Even English has a similar issue here. Think about the command, "Throw
your cat out the window a toy mouse to play with." If you parse that
sentence too quickly, you'll end up throwing the cat, not the mouse
(unless you notice that the cat is already out the window). Like Perl,
English has two different syntaxes for expressing the agent: "Throw your
cat the mouse" and "Throw the mouse to your cat." Sometimes the longer
form is clearer and more natural, and sometimes the shorter one is. At
least in Perl, you're required to use braces around any complicated
indirect object.
Package-Quoted Classes
The final syntactic ambiguity with the indirect object style of method
invocation is that it may not be parsed as a method call at all, because
the current package may have a subroutine of the same name as the
method. When using a class method with a literal package name as the
invocant, there is a way to resolve this ambiguity while still keeping
the indirect object syntax: package-quote the classname by appending a
double colon to it.
$obj = method CLASS::; # forced to be "CLASS"->method
This is important because the commonly seen notation:
$obj = new CLASS; # might not parse as method
will not always behave properly if the current package has a subroutine
named "new" or CLASS. Even if you studiously use the arrow form instead
of the indirect object form to invoke methods, this can, on rare
occasion, still be a problem. At the cost of extra punctuation noise,
the CLASS"::" notation guarantees how Perl will parse your method
invocation. The first two examples below do not always parse the same
way, but the second two do:
$obj = new ElvenRing; # could be new("ElvenRing")

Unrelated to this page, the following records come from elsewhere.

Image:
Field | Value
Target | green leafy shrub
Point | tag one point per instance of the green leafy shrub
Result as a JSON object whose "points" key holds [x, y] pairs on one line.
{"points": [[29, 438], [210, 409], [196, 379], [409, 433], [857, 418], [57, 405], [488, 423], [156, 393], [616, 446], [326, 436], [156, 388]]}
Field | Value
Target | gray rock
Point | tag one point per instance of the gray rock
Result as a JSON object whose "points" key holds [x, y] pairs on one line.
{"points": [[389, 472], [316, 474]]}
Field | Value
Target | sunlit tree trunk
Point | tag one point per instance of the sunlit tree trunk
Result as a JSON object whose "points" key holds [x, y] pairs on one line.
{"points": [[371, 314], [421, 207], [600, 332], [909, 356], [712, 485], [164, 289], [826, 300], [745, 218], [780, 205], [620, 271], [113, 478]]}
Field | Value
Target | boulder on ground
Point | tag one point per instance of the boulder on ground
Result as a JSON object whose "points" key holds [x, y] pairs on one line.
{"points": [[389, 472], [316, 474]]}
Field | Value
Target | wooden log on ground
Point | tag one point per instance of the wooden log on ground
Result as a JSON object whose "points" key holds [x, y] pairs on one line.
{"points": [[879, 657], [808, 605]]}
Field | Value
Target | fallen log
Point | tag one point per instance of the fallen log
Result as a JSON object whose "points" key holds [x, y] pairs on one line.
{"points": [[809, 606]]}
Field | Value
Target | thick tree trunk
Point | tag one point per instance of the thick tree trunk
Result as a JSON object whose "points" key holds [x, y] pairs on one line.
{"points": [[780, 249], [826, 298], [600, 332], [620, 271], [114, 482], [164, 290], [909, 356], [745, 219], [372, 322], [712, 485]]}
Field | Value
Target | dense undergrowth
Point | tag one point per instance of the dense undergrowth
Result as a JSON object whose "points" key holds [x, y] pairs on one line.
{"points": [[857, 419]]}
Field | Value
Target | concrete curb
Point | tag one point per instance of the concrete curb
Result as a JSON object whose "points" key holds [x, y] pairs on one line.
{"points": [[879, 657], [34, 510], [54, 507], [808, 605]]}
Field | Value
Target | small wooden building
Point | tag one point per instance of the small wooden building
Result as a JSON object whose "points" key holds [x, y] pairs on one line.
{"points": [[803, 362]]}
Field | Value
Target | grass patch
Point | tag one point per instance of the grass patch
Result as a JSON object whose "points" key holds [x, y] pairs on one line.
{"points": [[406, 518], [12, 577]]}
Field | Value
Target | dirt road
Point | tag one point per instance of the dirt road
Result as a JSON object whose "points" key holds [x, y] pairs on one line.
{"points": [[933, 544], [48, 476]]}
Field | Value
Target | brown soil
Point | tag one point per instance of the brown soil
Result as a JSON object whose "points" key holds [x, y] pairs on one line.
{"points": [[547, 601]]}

# or even new(ElvenRing())
$obj = ElvenRing->new; # could be ElvenRing()->new()
$obj = new ElvenRing::; # always "ElvenRing"->new()
$obj = ElvenRing::->new; # always "ElvenRing"->new()
This package-quoting notation can be made prettier with some creative
alignment:
$obj = new ElvenRing::
name => "Narya",
owner => "Gandalf",
domain => "fire",
stone => "ruby";
Still, you may say, "Oh, ugh!" at that double colon, so we'll tell you
that you can almost always get away with a bare class name, provided two
things are true. First, there is no subroutine of the same name as the
class. (If you follow the convention that subroutine names like "new"
start lowercase and class names like "ElvenRing" start uppercase, this
is never a problem.) Second, the class has been loaded with one of:
use ElvenRing;
require ElvenRing;
Either of these declarations ensures that Perl knows "ElvenRing" is a
module name, which forces any bare name like "new" before the class name
"ElvenRing" to be interpreted as a method call, even if you happen to
have declared a "new" subroutine of your own in the current package.
People don't generally get into trouble with indirect objects unless
they start cramming multiple classes into the same file, in which case
Perl might not know that a particular package name was supposed to be a
class name. People who name subroutines with names that look like
"ModuleNames" also come to grief eventually.